MADINAH: A third child of a Pakistani family died here yesterday in a suspected insecticide poisoning incident.
Sami, 3, had been in a coma since Sunday at Madinah’s Maternity and Children’s Hospital. The child’s pregnant mother and younger sister Wafa are still in the hospital.
Initially, the father suspected that fast food the family had brought home was the cause of the poisoning, but lab results from Riyadh suggest that the deaths were caused by a high concentration of insecticide in the family’s home.
Authorities say they are convinced this was the cause of death.
Reports of pesticide-related poisonings are periodically appearing in the Arabic media, suggesting that families use dangerous concentrations of unknown pesticide products to abate homes of pests.
In August 2007 two Egyptian girls, 4 and 6, died in Jeddah after their father fumigated their bedroom with an off-the-shelf insecticide. The family went out for dinner, but fell ill after returning home having not waited long enough for the chemicals to dissipate into safe levels of concentration.
In October 2007, a Filipino woman died and her sister-in-law hospitalized after fumigating their apartment with a commercial pesticide. The cause of death was a fatal inhalation of aluminum phosphate.
Following these pesticide deaths, authorities urged people to strictly abide by the instructions on pesticide products, which typically require them not only to stay away from the apartment for a certain period, but also to open windows and ventilate rooms after the prescribed use.
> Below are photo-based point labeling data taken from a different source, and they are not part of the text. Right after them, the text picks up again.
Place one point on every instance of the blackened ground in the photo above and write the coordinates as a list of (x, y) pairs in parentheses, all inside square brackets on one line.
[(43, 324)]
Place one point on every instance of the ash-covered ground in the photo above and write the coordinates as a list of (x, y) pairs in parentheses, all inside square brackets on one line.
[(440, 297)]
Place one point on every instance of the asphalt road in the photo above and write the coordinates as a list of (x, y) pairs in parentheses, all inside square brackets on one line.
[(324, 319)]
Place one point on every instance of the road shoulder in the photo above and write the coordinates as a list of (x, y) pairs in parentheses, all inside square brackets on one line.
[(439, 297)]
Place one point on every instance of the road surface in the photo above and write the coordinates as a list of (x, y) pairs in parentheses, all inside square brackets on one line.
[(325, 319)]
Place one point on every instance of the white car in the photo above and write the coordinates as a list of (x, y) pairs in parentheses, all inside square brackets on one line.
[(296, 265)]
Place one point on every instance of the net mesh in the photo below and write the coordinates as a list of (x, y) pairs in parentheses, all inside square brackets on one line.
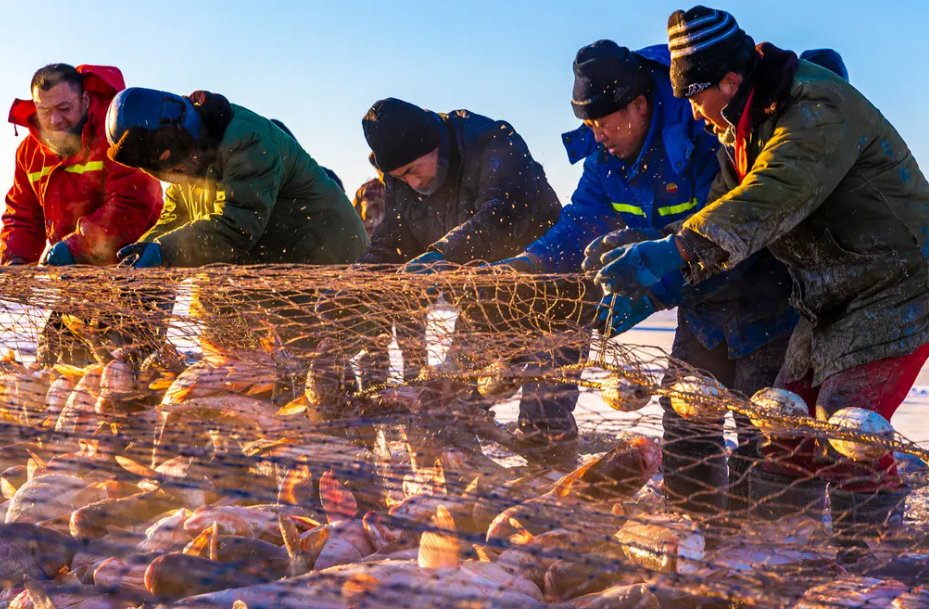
[(341, 437)]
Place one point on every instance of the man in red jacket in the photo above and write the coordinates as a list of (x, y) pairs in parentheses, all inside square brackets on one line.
[(66, 192), (65, 189)]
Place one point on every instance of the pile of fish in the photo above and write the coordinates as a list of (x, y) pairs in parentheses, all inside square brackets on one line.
[(210, 485)]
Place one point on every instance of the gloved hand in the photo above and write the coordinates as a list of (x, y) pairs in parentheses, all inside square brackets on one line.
[(425, 264), (58, 255), (627, 314), (633, 269), (141, 256), (619, 238), (523, 263)]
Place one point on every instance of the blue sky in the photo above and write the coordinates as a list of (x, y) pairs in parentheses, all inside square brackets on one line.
[(318, 66)]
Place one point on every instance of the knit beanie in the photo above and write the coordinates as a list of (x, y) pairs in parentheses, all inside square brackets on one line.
[(606, 78), (399, 133), (705, 45)]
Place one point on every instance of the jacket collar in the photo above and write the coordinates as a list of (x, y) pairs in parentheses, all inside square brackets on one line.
[(771, 78), (672, 114)]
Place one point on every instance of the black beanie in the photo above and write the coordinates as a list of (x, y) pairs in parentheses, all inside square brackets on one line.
[(705, 45), (399, 133), (606, 78), (826, 58)]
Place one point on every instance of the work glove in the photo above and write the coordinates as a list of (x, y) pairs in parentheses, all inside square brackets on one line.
[(633, 269), (141, 256), (58, 255), (425, 264), (619, 238), (626, 314), (524, 263)]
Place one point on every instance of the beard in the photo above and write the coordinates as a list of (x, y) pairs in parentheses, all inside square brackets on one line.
[(439, 179), (68, 143)]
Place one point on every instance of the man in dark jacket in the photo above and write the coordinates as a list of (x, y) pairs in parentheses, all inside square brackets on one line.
[(816, 174), (460, 187), (648, 165)]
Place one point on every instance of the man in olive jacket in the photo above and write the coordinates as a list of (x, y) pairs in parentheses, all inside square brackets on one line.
[(242, 190), (816, 174)]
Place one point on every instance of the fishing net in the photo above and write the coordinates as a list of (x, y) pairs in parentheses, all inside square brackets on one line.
[(340, 437)]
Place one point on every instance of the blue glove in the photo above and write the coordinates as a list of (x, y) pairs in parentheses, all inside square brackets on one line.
[(141, 256), (626, 313), (524, 263), (425, 264), (633, 269), (619, 238), (59, 255)]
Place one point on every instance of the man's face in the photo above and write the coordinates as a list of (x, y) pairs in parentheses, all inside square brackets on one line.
[(420, 173), (61, 111), (372, 212), (623, 132), (709, 104)]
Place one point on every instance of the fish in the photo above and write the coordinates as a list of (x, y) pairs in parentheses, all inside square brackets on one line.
[(29, 550), (852, 591), (177, 575), (78, 418), (620, 393), (58, 393), (663, 543), (90, 521), (773, 404), (912, 600), (637, 596), (220, 374), (865, 422), (533, 555), (180, 476), (167, 534), (50, 497), (237, 521), (699, 398), (596, 485), (347, 538), (124, 575)]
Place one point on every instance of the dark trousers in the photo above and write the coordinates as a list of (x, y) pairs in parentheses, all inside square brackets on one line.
[(696, 473), (547, 407)]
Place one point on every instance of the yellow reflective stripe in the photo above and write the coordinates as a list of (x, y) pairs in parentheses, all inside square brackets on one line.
[(92, 166), (629, 209), (676, 209), (38, 175)]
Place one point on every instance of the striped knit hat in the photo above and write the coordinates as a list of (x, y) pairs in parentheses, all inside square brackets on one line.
[(705, 45)]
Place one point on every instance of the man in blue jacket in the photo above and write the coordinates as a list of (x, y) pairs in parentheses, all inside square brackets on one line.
[(647, 166)]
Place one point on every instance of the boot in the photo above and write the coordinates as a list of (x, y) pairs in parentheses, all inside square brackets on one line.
[(773, 496), (548, 448), (859, 518)]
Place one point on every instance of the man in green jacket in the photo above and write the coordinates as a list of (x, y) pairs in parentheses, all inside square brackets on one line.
[(816, 174), (242, 190)]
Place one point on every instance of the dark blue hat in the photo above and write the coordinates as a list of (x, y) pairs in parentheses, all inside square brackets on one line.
[(141, 124), (826, 58), (606, 78)]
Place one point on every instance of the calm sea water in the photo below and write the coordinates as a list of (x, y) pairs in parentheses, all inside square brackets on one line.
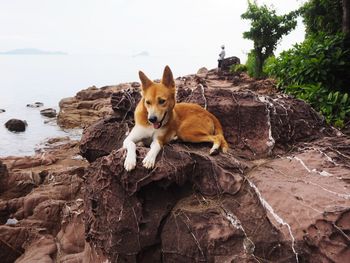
[(26, 79)]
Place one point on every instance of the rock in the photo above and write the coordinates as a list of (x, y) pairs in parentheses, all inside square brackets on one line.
[(193, 207), (3, 177), (49, 112), (228, 62), (101, 138), (281, 194), (35, 105), (87, 107), (41, 208), (16, 125), (11, 221), (202, 72)]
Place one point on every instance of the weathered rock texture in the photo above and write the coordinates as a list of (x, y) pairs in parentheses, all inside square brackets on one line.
[(281, 194), (87, 106), (42, 195), (16, 125)]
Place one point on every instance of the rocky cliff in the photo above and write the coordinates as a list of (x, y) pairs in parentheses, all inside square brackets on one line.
[(281, 194)]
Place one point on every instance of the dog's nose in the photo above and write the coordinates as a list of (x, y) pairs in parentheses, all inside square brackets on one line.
[(152, 119)]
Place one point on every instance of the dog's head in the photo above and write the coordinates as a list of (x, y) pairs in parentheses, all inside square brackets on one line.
[(158, 98)]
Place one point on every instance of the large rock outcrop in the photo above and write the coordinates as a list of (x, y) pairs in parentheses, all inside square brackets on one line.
[(281, 194), (258, 202), (41, 207), (87, 106)]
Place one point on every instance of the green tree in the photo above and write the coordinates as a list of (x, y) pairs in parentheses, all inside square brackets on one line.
[(322, 15), (267, 28)]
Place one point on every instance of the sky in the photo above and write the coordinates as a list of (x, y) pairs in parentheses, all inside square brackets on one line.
[(127, 27)]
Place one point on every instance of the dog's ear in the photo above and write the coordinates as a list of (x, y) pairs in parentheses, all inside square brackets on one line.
[(168, 79), (146, 82)]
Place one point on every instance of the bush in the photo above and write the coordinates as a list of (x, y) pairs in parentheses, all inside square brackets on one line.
[(319, 59), (238, 68), (333, 105), (316, 71)]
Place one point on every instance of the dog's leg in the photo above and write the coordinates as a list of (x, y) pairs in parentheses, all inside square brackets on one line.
[(136, 134), (151, 156)]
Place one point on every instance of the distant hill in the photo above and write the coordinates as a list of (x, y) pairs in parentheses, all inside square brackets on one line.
[(31, 51), (141, 54)]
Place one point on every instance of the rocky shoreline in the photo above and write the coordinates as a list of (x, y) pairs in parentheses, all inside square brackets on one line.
[(281, 194)]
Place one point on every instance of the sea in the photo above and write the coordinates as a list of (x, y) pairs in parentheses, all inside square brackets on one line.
[(25, 79)]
People are urged not to use more than recommended quantities of insecticides. In addition to the danger of poisoning, concentrations of fumigants in enclosed spaces can ignite and cause explosive fires.
Signs of poisoning include diarrhea and extreme abdominal pains. People exhibiting such symptoms after using pesticides in apartments should go immediately to the nearest emergency room with any others who might have been poisoned. Children are particularly susceptible to the effects of pesticide poisoning due to their young age.